What Measures Do You Need to Take?
The HIPAA Security Rule requires covered entities to implement security measures to protect ePHI. Patient health information needs to be available to authorized users, but not improperly accessed or used. There are three types of safeguards that you need to implement: administrative, physical and technical.
Administrative safeguards are the policies and procedures that help protect against a breach. They determine documentation processes, roles and responsibilities, training requirements, data maintenance policies and more. Administrative protections ensure that the physical and technical protections are implemented properly and consistently.

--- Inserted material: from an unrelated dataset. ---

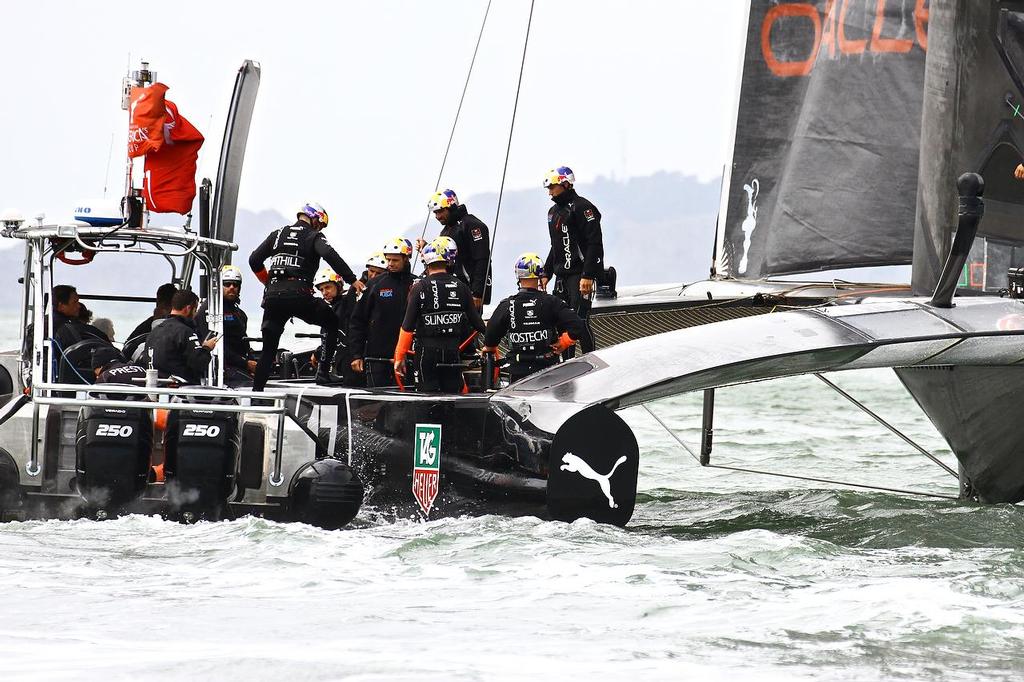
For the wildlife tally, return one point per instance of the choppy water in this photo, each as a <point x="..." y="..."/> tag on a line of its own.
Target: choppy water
<point x="719" y="576"/>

Physical safeguards make sure data is physically protected. They include security systems and video surveillance, door and window locks, and locations of servers and computers. They even include policies about mobile devices and removing hardware and software from certain locations.
Technical safeguards are the technology and related policies that protect data from unauthorized access. Each covered entity needs to determine which technical safeguards are necessary and appropriate for the organization in order to protect its ePHI. The Department of Health and Human Services states that you need to “establish a balance between the identifiable risks and vulnerabilities to ePHI, the cost of various protective measures, and the size, complexity and capabilities of the entity.”
Start with a Risk Analysis
A risk analysis is an assessment of potential vulnerabilities, threats, and risks to your organization’s ePHI. There isn’t an exact risk analysis methodology, but certain elements must be included:
- Scope analysis
- Data collection
- Vulnerabilities/threat identification
- Assessment of current security measures
- Likelihood of threat occurrence
- Potential impact of threat
- Risk level
- Periodic review/update as needed
What Happens If You’re Not HIPAA Compliant?
If you’re a covered entity, you are required by Federal law to comply with the HIPAA Security Rule, or you could face strict fines and penalties. Civil penalties range from $25,000 to $1.5 million per year. Criminal penalties can also be enforced for purposefully accessing, selling, or using ePHI unlawfully. Criminal penalties include heavy fines and imprisonment—up to $250,000 and ten years in prison.
What If a Breach Occurs?
Breaches can happen even with the most secure safeguards in place. In the case of loss, theft, or certain other impermissible uses, you must notify the affected patients. If the breach involves more than 500 individuals, you must also promptly notify the Secretary of the HHS and the media in the state or jurisdiction where the individuals live.
Keeping your health information secure is an ongoing process, and making security part of your office routine requires diligence. But it’s the only way to protect your patients’ information and to protect your organization from fines and penalties.